One disruptor that gets a lot of headlines this time of year is package theft—committed by so-called “porch pirates.” These are thieves who snatch parcels from front stairs, side porches, and driveways in neighborhoods across the country. The problem adds up to billions of dollars in stolen merchandise each year—not to mention headaches for shippers, parcel delivery companies, and, of course, consumers.
Given the scope of the problem, it’s no wonder online shoppers are worried about it—especially during holiday season. In its annual report on package theft trends, released in October, the
security-focused research and product review firm Security.org found that:
17% of Americans had a package stolen in the past three months, with the typical stolen parcel worth about $50. Some 44% said they’d had a package taken at some point in their life.
Package thieves poached more than $8 billion in merchandise over the past year.
18% of adults said they’d had a package stolen that contained a gift for someone else.
Ahead of the holiday season, 88% of adults said they were worried about theft of online purchases, with more than a quarter saying they were “extremely” or “very” concerned.
But it doesn’t have to be that way. There are some low-tech steps consumers can take to help guard against porch piracy along with some high-tech logistics-focused innovations in the pipeline that can protect deliveries in the last mile. First, some common-sense advice on avoiding package theft from the Security.org research:
Install a doorbell camera, which is a relatively low-cost deterrent.
Bring packages inside promptly or arrange to have them delivered to a secure location if no one will be at home.
Consider using click-and-collect options when possible.
If the retailer allows you to specify delivery-time windows, consider doing so to avoid having packages sit outside for extended periods.
These steps may sound basic, but they are by no means a given: Fewer than half of Americans consider the timing of deliveries, less than a third have a doorbell camera, and nearly one-fifth take no precautions to prevent package theft, according to the research.
Tech vendors are stepping up to help.
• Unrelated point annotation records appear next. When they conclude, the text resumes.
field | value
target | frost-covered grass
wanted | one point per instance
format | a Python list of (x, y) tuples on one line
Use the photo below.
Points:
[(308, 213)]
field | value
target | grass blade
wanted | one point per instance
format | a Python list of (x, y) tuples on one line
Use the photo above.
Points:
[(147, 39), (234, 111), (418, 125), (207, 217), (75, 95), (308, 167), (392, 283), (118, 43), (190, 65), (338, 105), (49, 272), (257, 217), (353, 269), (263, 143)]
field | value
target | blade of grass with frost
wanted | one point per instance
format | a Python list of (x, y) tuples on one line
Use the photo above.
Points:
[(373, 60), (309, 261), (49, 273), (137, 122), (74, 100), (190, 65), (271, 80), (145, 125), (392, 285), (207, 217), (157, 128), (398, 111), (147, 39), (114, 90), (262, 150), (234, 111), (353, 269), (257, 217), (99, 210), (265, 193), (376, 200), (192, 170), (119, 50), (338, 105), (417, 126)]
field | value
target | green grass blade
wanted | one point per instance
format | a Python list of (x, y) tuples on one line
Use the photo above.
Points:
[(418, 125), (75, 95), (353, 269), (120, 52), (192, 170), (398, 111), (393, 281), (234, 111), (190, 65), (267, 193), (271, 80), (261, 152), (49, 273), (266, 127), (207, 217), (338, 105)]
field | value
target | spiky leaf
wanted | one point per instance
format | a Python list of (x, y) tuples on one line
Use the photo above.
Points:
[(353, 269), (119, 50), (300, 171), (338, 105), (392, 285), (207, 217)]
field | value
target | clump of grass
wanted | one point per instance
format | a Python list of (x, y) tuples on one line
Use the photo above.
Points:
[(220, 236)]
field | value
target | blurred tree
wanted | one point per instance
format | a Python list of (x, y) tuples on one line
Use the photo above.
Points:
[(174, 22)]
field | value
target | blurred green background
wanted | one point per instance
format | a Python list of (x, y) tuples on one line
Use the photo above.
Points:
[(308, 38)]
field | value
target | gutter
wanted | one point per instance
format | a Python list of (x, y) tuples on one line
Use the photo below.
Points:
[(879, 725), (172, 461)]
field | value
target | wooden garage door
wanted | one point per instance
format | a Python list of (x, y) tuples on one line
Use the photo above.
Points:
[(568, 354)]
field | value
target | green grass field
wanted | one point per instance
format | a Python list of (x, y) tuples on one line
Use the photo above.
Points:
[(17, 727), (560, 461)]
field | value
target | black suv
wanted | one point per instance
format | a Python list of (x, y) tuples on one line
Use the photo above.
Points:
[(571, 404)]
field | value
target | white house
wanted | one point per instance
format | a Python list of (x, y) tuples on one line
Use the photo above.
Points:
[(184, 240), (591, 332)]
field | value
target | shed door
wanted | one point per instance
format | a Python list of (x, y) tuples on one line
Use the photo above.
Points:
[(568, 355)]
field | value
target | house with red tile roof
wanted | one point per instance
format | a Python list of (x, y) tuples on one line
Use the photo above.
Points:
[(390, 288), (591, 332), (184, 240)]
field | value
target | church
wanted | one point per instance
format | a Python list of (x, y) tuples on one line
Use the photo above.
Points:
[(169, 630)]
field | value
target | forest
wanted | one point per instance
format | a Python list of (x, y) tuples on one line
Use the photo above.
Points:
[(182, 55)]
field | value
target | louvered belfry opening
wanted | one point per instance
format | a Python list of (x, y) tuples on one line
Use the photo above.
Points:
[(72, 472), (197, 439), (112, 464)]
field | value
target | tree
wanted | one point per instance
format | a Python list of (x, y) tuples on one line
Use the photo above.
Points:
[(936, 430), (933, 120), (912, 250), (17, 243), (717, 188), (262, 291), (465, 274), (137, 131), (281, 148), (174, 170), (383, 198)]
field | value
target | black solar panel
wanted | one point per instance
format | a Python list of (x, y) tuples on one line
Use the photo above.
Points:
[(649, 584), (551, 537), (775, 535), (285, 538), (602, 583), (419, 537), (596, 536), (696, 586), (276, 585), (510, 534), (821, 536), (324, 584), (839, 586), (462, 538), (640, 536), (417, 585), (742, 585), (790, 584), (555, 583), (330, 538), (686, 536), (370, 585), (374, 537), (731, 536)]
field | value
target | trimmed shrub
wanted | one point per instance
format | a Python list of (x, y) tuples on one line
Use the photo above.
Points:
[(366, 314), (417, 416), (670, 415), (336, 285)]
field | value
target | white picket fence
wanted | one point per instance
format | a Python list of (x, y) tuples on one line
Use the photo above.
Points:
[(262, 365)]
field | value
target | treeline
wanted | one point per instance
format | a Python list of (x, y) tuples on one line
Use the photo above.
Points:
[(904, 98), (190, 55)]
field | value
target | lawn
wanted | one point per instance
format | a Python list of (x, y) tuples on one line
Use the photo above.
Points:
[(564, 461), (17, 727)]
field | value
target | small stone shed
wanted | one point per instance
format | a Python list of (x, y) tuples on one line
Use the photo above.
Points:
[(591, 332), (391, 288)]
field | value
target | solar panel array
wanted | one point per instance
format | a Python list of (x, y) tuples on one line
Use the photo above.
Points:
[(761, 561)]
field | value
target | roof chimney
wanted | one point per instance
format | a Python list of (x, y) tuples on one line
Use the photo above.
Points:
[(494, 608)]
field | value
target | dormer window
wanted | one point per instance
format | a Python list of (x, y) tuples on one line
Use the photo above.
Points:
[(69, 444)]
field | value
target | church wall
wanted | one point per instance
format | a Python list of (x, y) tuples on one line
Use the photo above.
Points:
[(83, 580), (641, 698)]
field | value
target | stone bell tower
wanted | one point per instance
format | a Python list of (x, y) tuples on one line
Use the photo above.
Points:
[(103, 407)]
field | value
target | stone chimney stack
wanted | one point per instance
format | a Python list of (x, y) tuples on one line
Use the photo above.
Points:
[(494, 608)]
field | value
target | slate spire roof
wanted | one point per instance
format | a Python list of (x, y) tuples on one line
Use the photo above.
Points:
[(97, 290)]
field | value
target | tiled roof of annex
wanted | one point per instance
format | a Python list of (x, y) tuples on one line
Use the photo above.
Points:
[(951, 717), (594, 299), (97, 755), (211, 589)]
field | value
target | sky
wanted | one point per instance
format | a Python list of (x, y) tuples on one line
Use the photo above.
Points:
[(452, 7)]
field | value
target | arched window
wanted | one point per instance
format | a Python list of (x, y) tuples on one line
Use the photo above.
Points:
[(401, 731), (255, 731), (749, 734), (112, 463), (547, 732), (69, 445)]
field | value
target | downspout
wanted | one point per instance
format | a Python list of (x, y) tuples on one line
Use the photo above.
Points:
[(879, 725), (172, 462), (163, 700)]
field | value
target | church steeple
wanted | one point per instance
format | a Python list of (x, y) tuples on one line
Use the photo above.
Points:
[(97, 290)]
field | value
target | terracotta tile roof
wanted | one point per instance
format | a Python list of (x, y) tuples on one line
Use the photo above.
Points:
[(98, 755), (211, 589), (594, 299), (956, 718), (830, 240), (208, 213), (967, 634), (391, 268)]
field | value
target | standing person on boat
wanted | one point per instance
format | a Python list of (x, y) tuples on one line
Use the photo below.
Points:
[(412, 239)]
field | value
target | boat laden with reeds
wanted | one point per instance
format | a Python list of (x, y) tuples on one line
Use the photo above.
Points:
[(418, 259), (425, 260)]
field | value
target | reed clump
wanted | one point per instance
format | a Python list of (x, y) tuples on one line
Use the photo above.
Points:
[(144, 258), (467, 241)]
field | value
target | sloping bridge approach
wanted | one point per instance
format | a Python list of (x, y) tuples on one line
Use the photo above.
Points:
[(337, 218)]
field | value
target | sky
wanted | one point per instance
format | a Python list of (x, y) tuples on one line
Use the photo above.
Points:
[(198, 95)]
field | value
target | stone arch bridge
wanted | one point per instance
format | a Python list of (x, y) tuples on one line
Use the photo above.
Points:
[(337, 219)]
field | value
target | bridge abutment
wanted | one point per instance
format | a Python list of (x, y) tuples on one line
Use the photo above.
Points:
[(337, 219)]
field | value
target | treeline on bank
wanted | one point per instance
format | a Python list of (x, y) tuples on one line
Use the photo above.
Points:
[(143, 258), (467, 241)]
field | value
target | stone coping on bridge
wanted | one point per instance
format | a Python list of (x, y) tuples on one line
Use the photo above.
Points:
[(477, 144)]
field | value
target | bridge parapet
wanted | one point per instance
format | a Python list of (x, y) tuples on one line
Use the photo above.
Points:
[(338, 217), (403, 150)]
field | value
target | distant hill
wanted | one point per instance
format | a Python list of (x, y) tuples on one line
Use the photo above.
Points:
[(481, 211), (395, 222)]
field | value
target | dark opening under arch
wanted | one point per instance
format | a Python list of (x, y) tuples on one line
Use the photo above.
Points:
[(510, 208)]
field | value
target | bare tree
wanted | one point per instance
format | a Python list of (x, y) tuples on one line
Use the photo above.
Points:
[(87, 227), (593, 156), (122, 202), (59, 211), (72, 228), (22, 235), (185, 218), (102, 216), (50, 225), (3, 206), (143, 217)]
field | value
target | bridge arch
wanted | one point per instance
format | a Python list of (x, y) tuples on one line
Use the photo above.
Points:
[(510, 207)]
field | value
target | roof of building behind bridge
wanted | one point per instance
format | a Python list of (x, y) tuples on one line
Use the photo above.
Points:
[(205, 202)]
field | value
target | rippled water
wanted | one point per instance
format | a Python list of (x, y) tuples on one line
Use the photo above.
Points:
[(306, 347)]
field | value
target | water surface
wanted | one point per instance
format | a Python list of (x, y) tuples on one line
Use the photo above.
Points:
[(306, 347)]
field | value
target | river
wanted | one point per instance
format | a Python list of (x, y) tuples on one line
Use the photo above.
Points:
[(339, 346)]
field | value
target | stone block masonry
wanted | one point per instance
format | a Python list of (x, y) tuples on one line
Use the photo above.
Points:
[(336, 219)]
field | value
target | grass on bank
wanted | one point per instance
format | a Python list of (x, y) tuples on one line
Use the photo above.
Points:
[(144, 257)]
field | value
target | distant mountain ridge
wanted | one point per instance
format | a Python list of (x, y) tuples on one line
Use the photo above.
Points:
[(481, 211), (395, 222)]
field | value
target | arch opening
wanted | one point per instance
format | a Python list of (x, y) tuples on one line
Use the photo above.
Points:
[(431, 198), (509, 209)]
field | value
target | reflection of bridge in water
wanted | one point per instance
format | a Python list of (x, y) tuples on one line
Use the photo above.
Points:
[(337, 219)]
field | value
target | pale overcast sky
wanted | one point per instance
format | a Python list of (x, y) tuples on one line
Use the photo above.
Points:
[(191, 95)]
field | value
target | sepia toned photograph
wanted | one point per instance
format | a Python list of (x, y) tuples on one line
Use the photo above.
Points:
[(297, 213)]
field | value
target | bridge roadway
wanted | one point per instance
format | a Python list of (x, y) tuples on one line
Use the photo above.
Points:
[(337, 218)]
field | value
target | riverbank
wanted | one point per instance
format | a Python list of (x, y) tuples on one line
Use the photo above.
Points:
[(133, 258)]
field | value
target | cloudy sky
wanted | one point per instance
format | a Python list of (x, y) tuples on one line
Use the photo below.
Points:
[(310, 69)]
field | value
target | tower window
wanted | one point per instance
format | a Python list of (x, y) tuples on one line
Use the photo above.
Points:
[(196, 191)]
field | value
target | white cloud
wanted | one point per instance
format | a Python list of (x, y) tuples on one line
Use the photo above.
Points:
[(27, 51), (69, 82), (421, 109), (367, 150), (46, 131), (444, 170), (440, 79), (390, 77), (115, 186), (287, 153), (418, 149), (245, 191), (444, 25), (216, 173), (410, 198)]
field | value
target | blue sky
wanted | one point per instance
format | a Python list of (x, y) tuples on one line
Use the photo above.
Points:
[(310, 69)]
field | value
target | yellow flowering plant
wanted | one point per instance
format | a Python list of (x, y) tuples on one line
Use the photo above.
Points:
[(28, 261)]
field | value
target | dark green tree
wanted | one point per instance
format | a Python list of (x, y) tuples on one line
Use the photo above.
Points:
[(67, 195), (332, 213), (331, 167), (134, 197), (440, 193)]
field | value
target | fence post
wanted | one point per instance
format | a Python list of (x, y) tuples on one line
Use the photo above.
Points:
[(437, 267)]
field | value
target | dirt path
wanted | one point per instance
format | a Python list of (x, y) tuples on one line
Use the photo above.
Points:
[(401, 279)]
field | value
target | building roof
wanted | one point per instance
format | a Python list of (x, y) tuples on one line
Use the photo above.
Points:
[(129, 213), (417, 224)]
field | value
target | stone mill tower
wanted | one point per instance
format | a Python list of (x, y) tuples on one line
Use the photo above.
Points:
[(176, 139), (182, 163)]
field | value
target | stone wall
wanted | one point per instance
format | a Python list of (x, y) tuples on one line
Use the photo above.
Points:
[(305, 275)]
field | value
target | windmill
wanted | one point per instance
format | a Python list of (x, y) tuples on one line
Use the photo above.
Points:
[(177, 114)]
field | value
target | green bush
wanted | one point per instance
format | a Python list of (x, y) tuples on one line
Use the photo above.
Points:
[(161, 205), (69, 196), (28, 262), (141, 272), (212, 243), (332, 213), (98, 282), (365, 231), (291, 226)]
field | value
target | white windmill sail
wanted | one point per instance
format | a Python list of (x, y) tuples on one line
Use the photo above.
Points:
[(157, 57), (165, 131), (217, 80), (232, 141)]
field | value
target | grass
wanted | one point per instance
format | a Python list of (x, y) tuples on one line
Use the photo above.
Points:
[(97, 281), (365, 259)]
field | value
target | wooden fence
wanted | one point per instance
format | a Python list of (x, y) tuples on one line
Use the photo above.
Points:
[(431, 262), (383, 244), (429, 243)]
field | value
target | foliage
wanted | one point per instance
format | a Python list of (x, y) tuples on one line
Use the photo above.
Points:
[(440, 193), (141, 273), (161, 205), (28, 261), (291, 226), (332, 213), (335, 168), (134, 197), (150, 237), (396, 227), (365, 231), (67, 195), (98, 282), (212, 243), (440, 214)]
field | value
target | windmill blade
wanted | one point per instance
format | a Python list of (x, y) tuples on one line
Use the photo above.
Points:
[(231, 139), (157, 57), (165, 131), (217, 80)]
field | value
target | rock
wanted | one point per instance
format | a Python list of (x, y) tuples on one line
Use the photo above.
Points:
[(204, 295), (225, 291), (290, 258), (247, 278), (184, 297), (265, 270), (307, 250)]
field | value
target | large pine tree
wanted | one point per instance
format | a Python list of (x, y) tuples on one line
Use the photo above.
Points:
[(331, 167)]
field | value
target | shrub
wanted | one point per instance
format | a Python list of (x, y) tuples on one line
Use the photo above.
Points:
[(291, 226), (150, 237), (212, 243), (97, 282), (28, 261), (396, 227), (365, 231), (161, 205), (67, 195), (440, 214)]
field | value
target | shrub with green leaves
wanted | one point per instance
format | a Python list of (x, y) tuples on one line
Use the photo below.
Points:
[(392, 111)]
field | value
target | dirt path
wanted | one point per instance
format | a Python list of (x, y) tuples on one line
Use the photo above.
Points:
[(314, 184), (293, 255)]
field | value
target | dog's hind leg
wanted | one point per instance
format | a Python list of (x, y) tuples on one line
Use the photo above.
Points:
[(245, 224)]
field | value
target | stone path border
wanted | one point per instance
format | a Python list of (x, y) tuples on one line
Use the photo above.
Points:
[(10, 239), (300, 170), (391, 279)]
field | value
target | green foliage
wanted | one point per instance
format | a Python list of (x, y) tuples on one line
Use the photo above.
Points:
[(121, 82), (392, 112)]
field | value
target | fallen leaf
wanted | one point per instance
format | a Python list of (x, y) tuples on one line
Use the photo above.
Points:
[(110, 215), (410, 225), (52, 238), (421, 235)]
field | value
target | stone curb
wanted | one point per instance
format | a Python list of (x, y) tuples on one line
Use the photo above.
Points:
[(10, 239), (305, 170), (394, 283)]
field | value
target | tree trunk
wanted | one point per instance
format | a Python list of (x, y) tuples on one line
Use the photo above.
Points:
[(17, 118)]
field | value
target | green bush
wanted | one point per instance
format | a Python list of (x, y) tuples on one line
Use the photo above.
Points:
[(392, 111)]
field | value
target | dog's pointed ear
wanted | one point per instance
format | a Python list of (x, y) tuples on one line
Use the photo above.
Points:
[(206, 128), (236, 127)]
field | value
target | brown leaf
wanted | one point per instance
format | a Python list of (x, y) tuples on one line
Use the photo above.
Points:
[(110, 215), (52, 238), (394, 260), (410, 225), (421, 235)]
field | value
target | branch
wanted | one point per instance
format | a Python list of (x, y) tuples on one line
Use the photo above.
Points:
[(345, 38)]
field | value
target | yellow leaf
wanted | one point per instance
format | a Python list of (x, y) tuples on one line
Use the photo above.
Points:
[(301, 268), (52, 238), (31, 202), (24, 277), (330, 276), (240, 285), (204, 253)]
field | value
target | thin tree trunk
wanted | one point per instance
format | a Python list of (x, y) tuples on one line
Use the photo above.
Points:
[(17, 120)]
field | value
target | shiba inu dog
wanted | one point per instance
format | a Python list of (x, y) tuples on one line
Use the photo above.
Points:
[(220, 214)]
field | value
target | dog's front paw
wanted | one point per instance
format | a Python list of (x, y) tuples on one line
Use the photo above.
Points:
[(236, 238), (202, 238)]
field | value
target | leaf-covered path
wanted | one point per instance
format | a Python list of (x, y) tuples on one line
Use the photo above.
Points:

One example is
Arrive AI, which develops smart mailboxes for last-mile delivery and pickup. The company says its Mailbox-as-a-Service (MaaS) platform will revolutionize the last mile by building a network of parcel-storage boxes that can be accessed by people, drones, or robots. In a nutshell: Packages are placed into a weatherproof box via drone, robot, driverless carrier, or traditional delivery method—and no one other than the rightful owner can access it.
Although the platform is still in development, the company already offers solutions for business clients looking to secure high-value deliveries and sensitive shipments. The health-care industry is one example: Arrive AI offers secure drone delivery of medical supplies, prescriptions, lab samples, and the like to hospitals and other health-care facilities. The platform provides real-time tracking, chain-of-custody controls, and theft-prevention features. Arrive is conducting short-term deployments between logistics companies and health-care partners now, according to a company spokesperson.
The MaaS solution has a pretty high cool factor. And the common-sense best practices just seem like solid advice. Maybe combining both is the key to a more secure last mile—during peak shipping season and throughout the year as well.